Failure # 3 (occurred at 2020-09-14_19-52-14)
Traceback (most recent call last):
  File "/home/acc12468eh/miniconda3/envs/softlearning/lib/python3.7/site-packages/ray/tune/trial_runner.py", line 471, in _process_trial
    result = self.trial_executor.fetch_result(trial)
  File "/home/acc12468eh/miniconda3/envs/softlearning/lib/python3.7/site-packages/ray/tune/ray_trial_executor.py", line 430, in fetch_result
    result = ray.get(trial_future[0], DEFAULT_GET_TIMEOUT)
  File "/home/acc12468eh/miniconda3/envs/softlearning/lib/python3.7/site-packages/ray/worker.py", line 1540, in get
    raise value
ray.exceptions.RayActorError: The actor died unexpectedly before finishing this task.

Failure # 4 (occurred at 2020-09-14_19-52-23)
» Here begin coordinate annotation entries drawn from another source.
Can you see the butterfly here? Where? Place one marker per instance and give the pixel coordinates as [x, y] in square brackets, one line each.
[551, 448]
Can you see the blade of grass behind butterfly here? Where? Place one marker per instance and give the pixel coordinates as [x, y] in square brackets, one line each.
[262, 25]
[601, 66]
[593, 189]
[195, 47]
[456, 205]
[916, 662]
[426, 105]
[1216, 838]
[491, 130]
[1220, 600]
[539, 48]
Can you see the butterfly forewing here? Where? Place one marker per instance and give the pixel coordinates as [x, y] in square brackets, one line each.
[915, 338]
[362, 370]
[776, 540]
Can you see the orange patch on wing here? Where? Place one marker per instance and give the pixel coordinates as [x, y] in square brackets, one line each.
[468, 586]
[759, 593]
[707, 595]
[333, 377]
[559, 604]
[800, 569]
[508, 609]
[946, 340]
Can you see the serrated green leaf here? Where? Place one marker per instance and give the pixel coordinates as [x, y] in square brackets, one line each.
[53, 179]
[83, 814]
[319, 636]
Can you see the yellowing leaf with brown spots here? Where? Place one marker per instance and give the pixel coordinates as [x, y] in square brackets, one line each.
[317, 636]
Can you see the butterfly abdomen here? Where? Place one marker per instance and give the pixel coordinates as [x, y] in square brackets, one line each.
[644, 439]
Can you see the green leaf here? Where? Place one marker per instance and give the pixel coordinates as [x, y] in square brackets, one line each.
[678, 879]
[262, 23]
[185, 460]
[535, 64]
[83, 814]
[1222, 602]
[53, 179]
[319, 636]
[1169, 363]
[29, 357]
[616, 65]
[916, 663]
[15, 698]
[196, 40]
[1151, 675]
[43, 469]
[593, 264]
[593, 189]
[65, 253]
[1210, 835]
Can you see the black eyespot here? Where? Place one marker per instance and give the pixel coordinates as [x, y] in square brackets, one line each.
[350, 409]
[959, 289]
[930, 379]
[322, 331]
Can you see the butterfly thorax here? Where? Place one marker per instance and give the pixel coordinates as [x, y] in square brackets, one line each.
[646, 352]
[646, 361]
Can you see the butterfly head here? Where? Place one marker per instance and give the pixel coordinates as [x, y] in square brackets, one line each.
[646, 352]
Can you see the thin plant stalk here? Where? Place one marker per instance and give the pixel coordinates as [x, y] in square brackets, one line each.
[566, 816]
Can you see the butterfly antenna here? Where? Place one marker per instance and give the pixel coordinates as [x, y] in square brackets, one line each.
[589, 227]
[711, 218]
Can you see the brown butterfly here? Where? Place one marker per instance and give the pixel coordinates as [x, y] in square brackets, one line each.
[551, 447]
Traceback (most recent call last):
  File "/home/acc12468eh/miniconda3/envs/softlearning/lib/python3.7/site-packages/ray/tune/trial_runner.py", line 471, in _process_trial
    result = self.trial_executor.fetch_result(trial)
  File "/home/acc12468eh/miniconda3/envs/softlearning/lib/python3.7/site-packages/ray/tune/ray_trial_executor.py", line 430, in fetch_result
    result = ray.get(trial_future[0], DEFAULT_GET_TIMEOUT)
  File "/home/acc12468eh/miniconda3/envs/softlearning/lib/python3.7/site-packages/ray/worker.py", line 1540, in get
    raise value
ray.exceptions.RayActorError: The actor died unexpectedly before finishing this task.

Yes, walker run is okay, but not cheetah run.